In the Airport Locations input table, a user selects the option to add an additional column
  1. Double click a cell, and enter some text.
A single cell in an input table shows custom text entry at the cell level

Unlike other table elements, we can make cell-level entries in input tables. Just like the CSV data we uploaded when creating this input table, this data is stored in the write-back schema in your data platform. This new column is just a demonstration, and has no practical application for our use case, so we can delete it for now.

  1. Right-click the header of the Text column, and select Delete column.

Now, let’s consider how we could use this newly entered data about airports to enrich our analysis of delay times. Our input table has three columns:

  • ID - Lists the ID of the airport.
  • Latitude - Provides a coordinate value for how far north or south the airport is.
  • Longitude - Provides the coordinate for how far east or west the airport is.

If we combine this information with our existing information on flights, we can visualize departure delays by airport location.

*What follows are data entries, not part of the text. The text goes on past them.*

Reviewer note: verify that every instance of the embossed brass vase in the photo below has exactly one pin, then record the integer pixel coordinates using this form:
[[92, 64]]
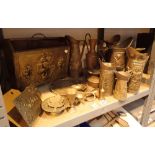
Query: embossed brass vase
[[75, 60], [91, 57], [106, 83], [120, 91], [135, 65], [118, 58], [136, 70]]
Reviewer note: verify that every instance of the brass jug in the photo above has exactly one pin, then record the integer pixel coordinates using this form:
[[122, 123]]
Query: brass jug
[[91, 57], [75, 60], [136, 69], [118, 58], [106, 82], [135, 65], [120, 91]]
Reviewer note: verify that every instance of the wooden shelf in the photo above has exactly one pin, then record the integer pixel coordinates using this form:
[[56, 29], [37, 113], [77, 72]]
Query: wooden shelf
[[85, 111]]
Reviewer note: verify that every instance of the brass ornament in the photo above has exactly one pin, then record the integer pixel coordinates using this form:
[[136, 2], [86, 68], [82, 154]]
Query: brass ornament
[[55, 104], [44, 66], [93, 81], [135, 65], [29, 104], [118, 58], [106, 83], [91, 56], [136, 71], [120, 91]]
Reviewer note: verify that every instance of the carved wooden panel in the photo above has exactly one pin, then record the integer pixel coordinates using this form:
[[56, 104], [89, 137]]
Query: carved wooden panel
[[39, 66]]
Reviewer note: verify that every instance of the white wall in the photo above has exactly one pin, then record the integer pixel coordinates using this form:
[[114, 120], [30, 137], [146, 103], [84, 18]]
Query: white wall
[[124, 32], [78, 33]]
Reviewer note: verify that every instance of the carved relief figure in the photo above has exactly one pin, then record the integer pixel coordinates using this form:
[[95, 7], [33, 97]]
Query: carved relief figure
[[44, 66], [27, 72]]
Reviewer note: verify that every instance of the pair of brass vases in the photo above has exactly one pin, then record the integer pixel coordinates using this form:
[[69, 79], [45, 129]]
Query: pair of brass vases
[[127, 81], [107, 82]]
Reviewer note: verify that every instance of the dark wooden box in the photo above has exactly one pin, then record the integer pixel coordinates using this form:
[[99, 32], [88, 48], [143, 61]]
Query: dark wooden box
[[36, 60]]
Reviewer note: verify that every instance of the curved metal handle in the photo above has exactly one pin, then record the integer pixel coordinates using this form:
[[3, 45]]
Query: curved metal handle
[[38, 34]]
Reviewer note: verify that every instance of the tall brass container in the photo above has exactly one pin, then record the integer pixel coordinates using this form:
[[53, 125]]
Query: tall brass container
[[106, 83], [91, 57], [136, 69], [118, 58], [120, 91], [75, 60], [135, 65]]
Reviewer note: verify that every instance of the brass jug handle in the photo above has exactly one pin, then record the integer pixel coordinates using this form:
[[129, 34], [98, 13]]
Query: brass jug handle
[[36, 35]]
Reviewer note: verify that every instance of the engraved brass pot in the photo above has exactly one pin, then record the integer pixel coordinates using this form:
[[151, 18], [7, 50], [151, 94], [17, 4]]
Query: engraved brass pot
[[75, 60], [106, 83], [136, 69], [120, 91], [91, 57], [118, 58]]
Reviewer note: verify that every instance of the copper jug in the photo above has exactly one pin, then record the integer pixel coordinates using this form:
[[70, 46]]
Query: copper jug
[[118, 58], [75, 59], [120, 91], [106, 82], [91, 57]]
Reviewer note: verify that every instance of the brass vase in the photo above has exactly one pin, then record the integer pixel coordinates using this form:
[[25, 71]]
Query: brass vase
[[118, 58], [120, 91], [136, 69], [75, 60], [106, 83], [135, 65], [91, 57]]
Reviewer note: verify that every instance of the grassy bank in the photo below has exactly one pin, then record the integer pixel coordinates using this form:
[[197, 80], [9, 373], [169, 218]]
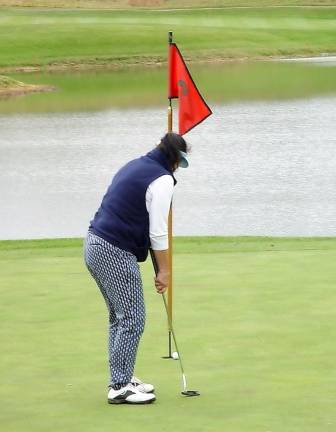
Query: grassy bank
[[254, 318], [232, 82], [12, 87], [51, 38], [166, 4]]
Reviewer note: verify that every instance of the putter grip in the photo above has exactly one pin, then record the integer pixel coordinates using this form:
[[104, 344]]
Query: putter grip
[[155, 266]]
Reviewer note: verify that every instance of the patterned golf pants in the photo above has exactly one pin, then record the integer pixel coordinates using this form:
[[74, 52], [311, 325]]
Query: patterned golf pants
[[117, 275]]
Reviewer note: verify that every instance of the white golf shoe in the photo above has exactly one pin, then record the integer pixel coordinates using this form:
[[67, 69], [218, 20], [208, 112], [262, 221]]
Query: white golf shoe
[[129, 394], [141, 386]]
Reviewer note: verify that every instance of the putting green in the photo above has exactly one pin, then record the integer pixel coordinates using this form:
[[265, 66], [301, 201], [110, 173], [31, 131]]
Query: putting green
[[254, 319]]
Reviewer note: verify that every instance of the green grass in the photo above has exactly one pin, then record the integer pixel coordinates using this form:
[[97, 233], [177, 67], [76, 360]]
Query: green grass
[[86, 91], [43, 37], [254, 318], [112, 4]]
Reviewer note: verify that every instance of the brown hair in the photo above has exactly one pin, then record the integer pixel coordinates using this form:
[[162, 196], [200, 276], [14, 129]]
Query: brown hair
[[171, 144]]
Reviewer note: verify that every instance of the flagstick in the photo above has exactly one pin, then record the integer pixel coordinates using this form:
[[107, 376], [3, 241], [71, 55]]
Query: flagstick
[[170, 236]]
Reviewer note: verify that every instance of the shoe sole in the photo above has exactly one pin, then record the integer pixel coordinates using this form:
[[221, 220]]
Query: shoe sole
[[121, 401]]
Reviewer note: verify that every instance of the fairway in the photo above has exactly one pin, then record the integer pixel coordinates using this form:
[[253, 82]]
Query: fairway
[[254, 318]]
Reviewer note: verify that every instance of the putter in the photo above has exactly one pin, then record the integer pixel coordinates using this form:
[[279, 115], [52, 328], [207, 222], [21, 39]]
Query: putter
[[185, 392]]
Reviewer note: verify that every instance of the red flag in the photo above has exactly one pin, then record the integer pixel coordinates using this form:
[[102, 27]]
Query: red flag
[[192, 107]]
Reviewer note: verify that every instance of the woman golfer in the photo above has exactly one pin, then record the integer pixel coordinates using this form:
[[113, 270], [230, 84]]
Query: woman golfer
[[132, 217]]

For example, we might use the airport ID to join the geographical coordinates as two additional columns in the flights table.

After we have that joined table, we can create detailed visualizations with geographical location. As an imagined end-state, we could build a map that shows larger, redder dots for airports with a higher average departure delay, like this:

A point map of the United States shows larger, redder dots for some airports that are more delayed

In the rest of this section we’ll walk through how to join tables to create this chart.

  1. Navigate to the Airport Data page.

  2. In the Add element bar, select Data > Table. In the Select source modal, click Join.

A user selects Join from the Select source modal for a table element
  1. In the Select source modal for the join, select the Elements tab, and choose the FLIGHTS table from the Raw Data page.
A user selects the FLIGHTS table from the Elements tab of the Select source modal

By default, any column that is not hidden is selected for the join. Click Select.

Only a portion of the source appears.